Avoid Insurance Problems Early with Joint Committees
Avoid insurance problems early with joint committees
The usual strategy of “negotiated tradeoffs” isn’t the best way to plan health care benefits these days, especially when everyone should agree to share the burden of rising costs.
More boards and unions are getting their heads together another way, through Labor-Management Insurance Committees. A committee dedicated to insurance can take the time to really understand and explore the complexities. They can get the best buy and the buy-in from the union.
“Insurance committees create trusting relationships and better communication with employees from the beginning,” says Brett Yancy, Budget and Finance Director for Springfield SD. “You also end up doing what’s best for your employees, avoiding rumors and educating employees about how they impact costs.”
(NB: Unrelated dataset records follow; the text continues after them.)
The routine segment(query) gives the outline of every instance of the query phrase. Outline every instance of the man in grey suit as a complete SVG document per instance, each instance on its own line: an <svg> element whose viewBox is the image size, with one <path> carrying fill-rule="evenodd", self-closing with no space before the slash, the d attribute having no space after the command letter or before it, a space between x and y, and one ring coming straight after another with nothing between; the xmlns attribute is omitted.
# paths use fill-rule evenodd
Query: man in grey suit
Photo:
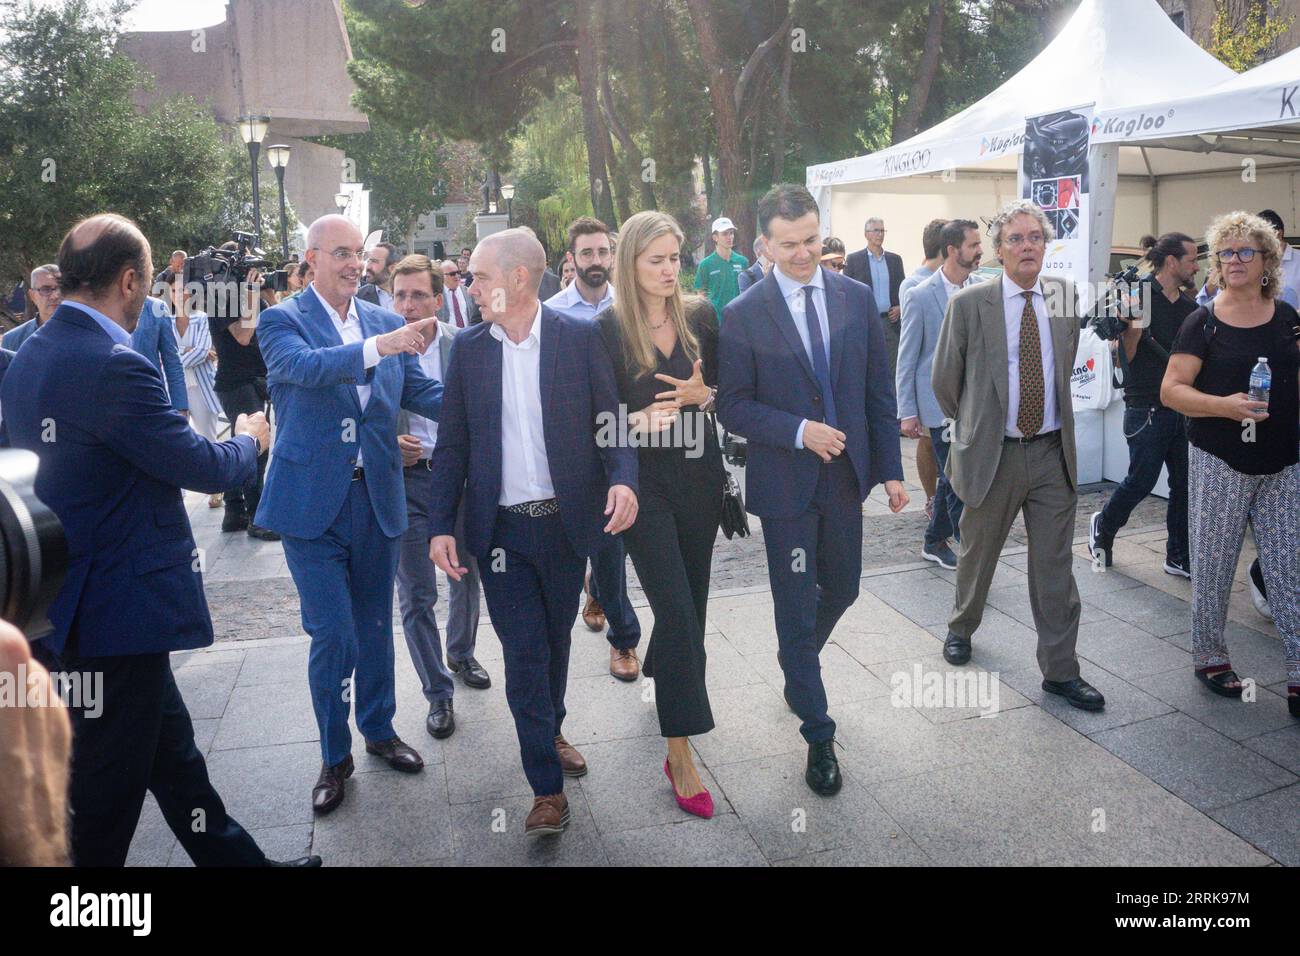
<svg viewBox="0 0 1300 956"><path fill-rule="evenodd" d="M393 306L408 323L419 322L438 311L443 299L441 273L428 257L407 256L393 269ZM437 334L419 356L424 374L442 381L451 363L452 338L456 328L443 322ZM429 716L425 729L438 739L450 737L456 729L452 707L455 683L460 675L468 687L492 686L482 665L474 659L478 635L478 565L468 552L467 573L459 581L448 579L447 661L443 663L442 639L433 606L438 600L438 580L429 560L429 513L433 505L433 447L438 424L406 410L398 413L397 444L402 452L402 481L406 486L407 529L397 557L397 599L402 611L402 632L411 662L420 676ZM464 537L464 520L456 522L456 535ZM459 542L463 545L463 541Z"/></svg>
<svg viewBox="0 0 1300 956"><path fill-rule="evenodd" d="M468 276L465 271L451 259L444 259L438 268L442 276L442 304L438 306L438 321L447 323L457 331L480 321L478 304L466 291L465 280Z"/></svg>
<svg viewBox="0 0 1300 956"><path fill-rule="evenodd" d="M1074 707L1105 698L1079 676L1079 589L1071 543L1078 479L1070 371L1079 342L1072 283L1040 277L1053 233L1027 200L1003 206L990 227L1002 278L962 289L934 353L932 385L953 420L945 469L965 503L956 606L943 656L965 664L1002 545L1018 512L1029 537L1029 601L1043 690Z"/></svg>
<svg viewBox="0 0 1300 956"><path fill-rule="evenodd" d="M934 397L930 371L948 300L975 281L971 273L979 268L983 255L979 226L969 219L954 219L943 225L936 245L943 256L942 264L928 279L922 279L903 293L903 323L898 345L898 417L899 427L908 438L930 439L939 471L934 512L925 529L921 557L953 571L957 568L957 556L948 546L948 539L961 540L962 504L943 472L948 460L948 429Z"/></svg>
Springfield’s insurance committee does the hard work – creating plan designs and recommending carriers – so all the board and union need to do is bargain how much premium (cap) the district pays. “We can avoid rumors like ‘the district increased our premium’ by sharing how claims experience actually increased the premium.”
Labor-Management Insurance Committees are created through your union contract. Composition, structure, participants and purpose are determined through negotiations.
Among the major considerations:
Each party should appoint an equal number of members.
The committee’s charge should be stated in clear, unequivocal language. Clearly state committee authority, e.g., to “make recommendations, publish a report, make operational decisions.”
Stating specific procedures is directly related to the committee’s power. Advisory committees are usually able to agree internally on how the group functions; but if committees make decisions, this process is specified in the contract, e.g, “All committee decisions shall be by a majority vote of a quorum of the voting members appointed to the committee.”
Define the committee’s chair. Co-chairs (labor/management) are common.
The most common purpose of an insurance committee is to explore and recommend various insurance carriers and plans to get the best buy. They can also review quarterly reports on how members are using benefits to track trends; explore self-insurance and research member needs and opinions, and act as a “sounding board” for employee ideas.